We were alerted to go visit Kay’s by Arcadia resident Ricky Nottingham and his mother, Barbara Carr, who recently moved back to Kingsport after years of living in Georgia.
“We go at least once a week, if not twice,” Carr said, noting everything Nottingham orders looks good, but she can’t yet pass up the chance to have a Kay’s hamburger and tater tots to try the rest of the menu.
“It’s the best hamburger I’ve ever had,” Carr said.
Kay Huffman is the owner and chief cook. She and her late husband opened the business as a fruit stand. At the time, dining options between the John B. Dennis Bypass in Kingsport and Interstate 81 at Bristol were sparse, to say the least, on 11-W.
Customers to the fruit stand started asking if soft drinks or coffee were available. By the second year, they were asking for light food items such as sandwiches. So Kay’s added a walk-up order window to provide coffee, soft drinks, snacks and sandwiches.
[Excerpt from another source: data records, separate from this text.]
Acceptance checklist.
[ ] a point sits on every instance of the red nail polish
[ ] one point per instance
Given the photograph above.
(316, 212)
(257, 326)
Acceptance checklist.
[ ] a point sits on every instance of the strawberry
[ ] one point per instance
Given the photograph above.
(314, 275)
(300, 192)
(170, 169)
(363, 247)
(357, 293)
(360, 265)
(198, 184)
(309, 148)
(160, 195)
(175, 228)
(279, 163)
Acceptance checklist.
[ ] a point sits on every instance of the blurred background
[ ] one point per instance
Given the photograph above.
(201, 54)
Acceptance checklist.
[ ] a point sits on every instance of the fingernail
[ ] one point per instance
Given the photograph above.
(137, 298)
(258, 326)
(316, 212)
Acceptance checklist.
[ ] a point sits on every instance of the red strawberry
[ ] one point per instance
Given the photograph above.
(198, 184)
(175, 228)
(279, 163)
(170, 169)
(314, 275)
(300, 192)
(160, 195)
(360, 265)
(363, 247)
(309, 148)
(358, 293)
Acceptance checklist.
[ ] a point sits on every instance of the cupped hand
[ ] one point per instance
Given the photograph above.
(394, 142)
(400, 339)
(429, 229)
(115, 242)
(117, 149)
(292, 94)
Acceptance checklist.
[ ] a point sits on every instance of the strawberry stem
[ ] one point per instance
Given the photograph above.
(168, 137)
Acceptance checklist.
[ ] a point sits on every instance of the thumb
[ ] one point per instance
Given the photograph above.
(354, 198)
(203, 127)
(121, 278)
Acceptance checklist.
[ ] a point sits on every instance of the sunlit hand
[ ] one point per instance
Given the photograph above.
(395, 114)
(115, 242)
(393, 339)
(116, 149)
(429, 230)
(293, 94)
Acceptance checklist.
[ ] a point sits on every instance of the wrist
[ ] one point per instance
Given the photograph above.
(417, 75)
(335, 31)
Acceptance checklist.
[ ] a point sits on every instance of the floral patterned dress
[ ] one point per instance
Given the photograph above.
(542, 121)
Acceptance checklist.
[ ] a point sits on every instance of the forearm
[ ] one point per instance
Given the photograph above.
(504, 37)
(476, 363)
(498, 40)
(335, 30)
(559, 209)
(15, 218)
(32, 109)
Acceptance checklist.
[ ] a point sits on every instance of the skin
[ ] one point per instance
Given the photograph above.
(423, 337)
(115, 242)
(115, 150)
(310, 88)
“Then they started asking for hot food,” Huffman said. “Home cooking.”
Kay’s small dining area was enclosed. And in the years since, it draws a steady stream of diners, many of whom are regulars.
Carr told us she met one diner, also a recent transplant back to the area, who said she’d eaten at Kay’s every day for weeks.
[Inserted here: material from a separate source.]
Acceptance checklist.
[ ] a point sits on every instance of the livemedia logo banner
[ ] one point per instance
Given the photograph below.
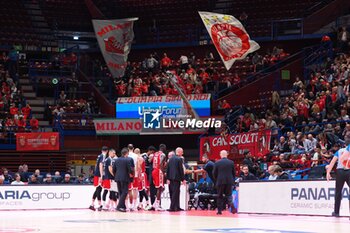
(155, 121)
Huffman said the restaurant does have a solid base of regulars, but newcomers aren’t unusual and seem to be on the upswing of late. Fan favorites include burgers, tots, cheddar rounds and other typical diner fare. But Kay’s daily specials rate their own group of devotees. Especially popular are soup beans and cornbread ($5) on Mondays and what is listed as roast beef, potatoes, gravy ($7) on Fridays.
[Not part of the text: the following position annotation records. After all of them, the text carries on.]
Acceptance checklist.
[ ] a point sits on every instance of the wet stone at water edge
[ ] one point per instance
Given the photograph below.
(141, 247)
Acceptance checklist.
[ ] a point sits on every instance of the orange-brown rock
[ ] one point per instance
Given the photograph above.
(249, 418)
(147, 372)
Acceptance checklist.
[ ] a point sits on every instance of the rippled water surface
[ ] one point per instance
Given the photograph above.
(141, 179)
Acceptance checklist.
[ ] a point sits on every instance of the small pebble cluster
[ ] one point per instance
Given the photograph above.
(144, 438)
Speaking of prices, Kay’s Restaurant is cash only. Credit and debit cards are not accepted.
The latter is a sort of upside-down open-faced pot roast sandwich, with mashed potatoes and smothered in rich brown gravy. The very tender, very lean shredded roast beef is first on the plate. It’s topped with mashed potatoes flanked by two triangular half-slices of loaf bread, and the gravy tops everything.
Kay said she typically buys a 20-pound roast for Friday’s special, but she trims off ALL the fat. Be warned, the roast beef special is often sold out well before closing. The lunch rush begins around 11 a.m.
The other days of the week, the daily special is Kay’s choice. Vegetable plates are $5. Dinners are mostly $7.
The full breakfast menu is available all day, with two exceptions: Once the biscuits or gravy run out, that’s it for the day.
We asked Huffman and her employees to answer the following questions.
Q: How long has your restaurant been in operation?
A: Nearly 37 years. We opened on June 27, 1985.
Q: What do you consider the specialties at your restaurant and why.
A: Soup beans with cornbread, biscuits and gravy, and our daily specials such as roast beef on Fridays. Our food is special because everything is made from scratch.
Q: What is your culinary education and how did you learn to do what you do in the kitchen?
A: I started mastering home cooking at, well, home, at the age of 11, Kay said. And she’s been doing it ever since. Kay’s right hand in the Kay’s kitchen is Becky Nelson. Becky said she learned to cook from the best: Kay.
Q: Explain in as much detail as possible why your restaurant is appealing to customers and how you maintain that ambience.
A: Home cooking prepared daily. Our dining area is small and comfy. We want our customers to feel like they’re at home, and we do our best to treat them like family. We wouldn’t be who and what we are today without all of our loyal customers, new and old.
Q: Do you share recipes with your diners? If so, please share your favorite recipe.
A: No. We don’t really use recipes. Everything we fix is a pinch here or a pinch there.
Q: How do you think your restaurant differs from other restaurants in the Tri-Cities region?
A: We are a family-owned country restaurant. It’s just come as you are.
Q: What are the advantages and disadvantages of your location?
A: An advantage is we are the only (non-fast food) restaurant on 11W between Kingsport and Bristol. No disadvantages come to mind.
Q: How often do you change the menu at the restaurant and why?
A: The menu doesn’t change, other than the daily specials on Tuesday, Wednesday and Thursday. And even those are going to be something tried and true.
Q: What’s your favorite cookbook?
A: Kay said she enjoys old-timey cookbooks but doesn’t have a particular favorite.